Although these steps are limited, they suggest that the crown prince intends to at least partially roll back Saudi’s prohibitive cultural legislation, and reduce the influence that hardline Islam has over the legal system. This is a net-positive from a business perspective, as it creates a more favourable climate for foreign business staff within the country, and will ease Western criticisms of Saudi Arabia’s human-rights record. The development of Saudi cultural infrastructure, and increased freedom for women, will incentive expatriates to deploy to the country, and allay some concerns many potential expatriates have about deploying to Saudi Arabia.
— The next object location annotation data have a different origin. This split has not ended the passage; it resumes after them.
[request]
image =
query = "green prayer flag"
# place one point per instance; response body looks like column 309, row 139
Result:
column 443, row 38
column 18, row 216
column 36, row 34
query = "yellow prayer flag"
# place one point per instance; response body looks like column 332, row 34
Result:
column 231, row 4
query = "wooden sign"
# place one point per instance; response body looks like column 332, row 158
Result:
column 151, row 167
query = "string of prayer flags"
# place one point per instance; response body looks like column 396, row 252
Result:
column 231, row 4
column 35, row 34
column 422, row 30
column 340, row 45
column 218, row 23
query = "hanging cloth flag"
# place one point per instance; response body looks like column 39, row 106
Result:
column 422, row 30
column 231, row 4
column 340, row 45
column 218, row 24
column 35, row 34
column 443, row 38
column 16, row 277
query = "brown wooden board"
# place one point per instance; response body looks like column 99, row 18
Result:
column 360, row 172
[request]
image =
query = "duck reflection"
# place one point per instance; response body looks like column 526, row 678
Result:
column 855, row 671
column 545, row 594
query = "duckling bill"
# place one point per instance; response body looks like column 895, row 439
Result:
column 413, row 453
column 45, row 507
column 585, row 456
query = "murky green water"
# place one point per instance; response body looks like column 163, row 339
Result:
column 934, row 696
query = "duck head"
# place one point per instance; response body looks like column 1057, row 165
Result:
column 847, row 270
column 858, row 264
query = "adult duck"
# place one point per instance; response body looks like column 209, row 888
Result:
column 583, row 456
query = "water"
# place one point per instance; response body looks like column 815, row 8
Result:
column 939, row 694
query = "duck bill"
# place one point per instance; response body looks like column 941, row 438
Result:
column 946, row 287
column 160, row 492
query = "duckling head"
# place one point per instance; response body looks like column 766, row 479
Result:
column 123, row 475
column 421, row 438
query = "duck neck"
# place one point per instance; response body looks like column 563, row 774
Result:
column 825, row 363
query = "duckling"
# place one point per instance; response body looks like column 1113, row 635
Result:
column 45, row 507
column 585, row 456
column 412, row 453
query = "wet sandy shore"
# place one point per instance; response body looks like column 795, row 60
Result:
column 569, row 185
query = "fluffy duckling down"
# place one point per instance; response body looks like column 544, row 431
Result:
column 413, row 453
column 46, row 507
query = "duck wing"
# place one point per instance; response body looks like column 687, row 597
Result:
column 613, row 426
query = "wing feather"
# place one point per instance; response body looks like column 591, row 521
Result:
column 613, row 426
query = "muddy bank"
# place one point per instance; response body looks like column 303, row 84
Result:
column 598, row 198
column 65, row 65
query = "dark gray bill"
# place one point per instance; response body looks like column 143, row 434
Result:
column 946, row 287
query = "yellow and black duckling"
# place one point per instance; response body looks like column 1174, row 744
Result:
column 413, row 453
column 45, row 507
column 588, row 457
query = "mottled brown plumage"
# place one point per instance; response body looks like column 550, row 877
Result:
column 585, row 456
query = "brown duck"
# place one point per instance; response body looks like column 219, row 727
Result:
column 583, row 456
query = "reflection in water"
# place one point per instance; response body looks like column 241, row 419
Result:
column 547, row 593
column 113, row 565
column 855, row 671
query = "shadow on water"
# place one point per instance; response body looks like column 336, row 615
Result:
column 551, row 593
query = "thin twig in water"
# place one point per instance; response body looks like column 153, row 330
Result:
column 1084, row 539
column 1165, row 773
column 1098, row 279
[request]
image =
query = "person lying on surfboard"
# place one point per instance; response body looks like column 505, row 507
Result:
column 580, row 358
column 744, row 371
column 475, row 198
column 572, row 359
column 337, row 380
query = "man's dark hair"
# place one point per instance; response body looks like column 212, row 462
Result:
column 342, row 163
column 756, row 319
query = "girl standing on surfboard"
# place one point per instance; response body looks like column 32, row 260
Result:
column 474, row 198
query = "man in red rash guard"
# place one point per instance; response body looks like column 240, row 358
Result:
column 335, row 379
A2 advises human-resources managers to continue to brief staff on Saudi Arabia’s ultra-conservative social laws before deployment in the country, and notes that personnel taking advantage of any relaxation in the prohibitive legal environment could still face harassment by conservative elements within society. This includes the capital Riyadh, although A2 notes that standards are marginally more relaxed in the coastal city of Jeddah.

The crown prince intends to at least partially roll back Saudi’s prohibitive cultural legislation

Salman has also taken steps to shift the country away from its reliance on oil. According to the country’s own statistics ministry, the petroleum sector accounts for around 64 per cent of government revenue, 74 per cent of exports, and 25 per cent of total GDP. The petroleum sector has allowed Saudi Arabia to amass a powerful sovereign wealth fund of around USD580 billion, but has also left the country exposed to fluctuations in global energy markets. Global oil prices have fallen dramatically since 2014, when the real oil price was over USD100 per barrel, to below USD50 per barrel in the current market. This led the IMF to lower its 2017 growth forecast for Saudi Arabia to 0.4 per cent.

Even if global oil demand increases – as the International Energy Agency predicts – the growth of U.S.-based shale oil producers and other alternate markets such as Iran will permanently undercut Riyadh’s oil industry.

Salman has moved to rectify this structural weakness within the Saudi economy by advancing a new economic development plan called ‘Vision 2030’. The programme, which describes itself as a plan ‘to reinforce and diversify the economics of [the Saudi] economy’, sets out a National Transformation Programme (NTP). The NTP sets out specific goals, such as creating 450,000 nongovernmental jobs by 2020, encouraging private sector development, modernising domestic digital infrastructure and expanding total oil revenues to SAR530 billion (USD141 billion). Salman’s steps to diversify the country’s economic activity will therefore provide Saudi with additional insulation against further shocks to global energy markets.

However, Saudi Arabia has a secondary economic weakness. According to the country’s own statistics, unemployment stands at 5.9 per cent as of Q4 2016. Although this figure is not high by global standards, it masks a major structural difference between female and male employment. The unemployment rate amongst Saudi women stands at 23.6 per cent as of Q4, and religious-cultural concerns over the role of women in the workforce mean that they face severe to making an economic contribution. This is despite the high levels of Saudi women with tertiary education. Furthermore, the government relies on expatriates to fill approximately 85 per cent of private sector roles, as there is a trend amongst Saudis to prefer well-paying government jobs. This complicates the crown prince’s intention to diversify the economy, as such change will be reliant on expatriate communities in the short-term, and dependent on engaging the domestic workforce in the private sector over the long-term.